In his typical scornful style, which after three of his books I can finally say I do not appreciate, he criticises the fat politicians of the Fourth Republic for their business entanglement and revolving door politics.
Vuillard's books are often described as Wikipedia entries, but I disagree: there is very little factual about them. It is precisely his strong political opinions that make it very hard to understand what really happened and that ultimately make you distrust Vuillard as narrating history rather than hammering home his views. For example: wars being fought over economic and business interests aren't exactly a new phenomenon, but Vuillard is pretending to be deeply offended by it and goes on ranting for the entire second half of the book.
I would have much preferred either a historical fiction (something like Robert Harris) or a real historical account of this in theory interesting historical episode, rather than this pamphlet where people are being ridiculed for pages because they are short or because they are fat or because they are bald, but where ultimately very little becomes clear.
Ultimately the result is a confused and shouty little book that leaves lots of questions as to the French errors in Indochina.

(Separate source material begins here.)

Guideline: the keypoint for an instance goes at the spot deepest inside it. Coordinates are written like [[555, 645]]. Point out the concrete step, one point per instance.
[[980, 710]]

This is an extremely short book - 80 pages, and extremely specific in what it sets out to do: a retelling of the climactic episodes of the Indochina war between the French and Ho Chi Minh’s forces in the months leading up to the siefe of Dien Bien Phu. It’s not a fictional retelling, as all of the protagonists are the French politicians and military leaders who created such an ignominious failure. It’s not history either, as Vuillard goes into the thoughts and motives of characters in a way no historian would (unless described by the person themselves, and then only with caution). It’s not unlike a reconstruction of a crime: in this case multiple crimes, but chief amongst them industrial colonialism; incompetence and corruption in elected leaders; and military hubris. Vuillard explores how corporate capitalism from the banks, rubber companies and many others led to the desire to persist with colonial oppression by whatever means, and how the army were confident that they could prevail despite having no idea how to combat a mass guerilla army who knew the terrain. All roads ultimately lead to the French military leaders, who despite reading in their war manuals that making an entrenched camp in enemy territory was bound to end in disaster, do exactly that at Dien Bien Phu.
There are clear parallels with Suez that followed two years later - as ultimately a major European power is defeated strategically by a nationalist war of independence - and the USA looks on rather than come to the aid of an ally. In a fascinating side-note Vuillard follows the attempts of the French government to involve the USA, including the alleged offer by Dulles of ‘a few atomic bombs’. Hanging over all of this is the brutal irony that less than 20 years later the Americans would be facing their own catastrophic military failure in Vietnam.
Vuillard’s title is where he leaves the story - musing that it would have been better to admit defeat rather than expend thousand of (mainly Vietnamese and African) troops in useless combat to create an honourable exit. It’s a forensic and compelling read, shining a light on a murky period of French history and on Kindle (I read an ARC) you’ll be at the end almost before you know it.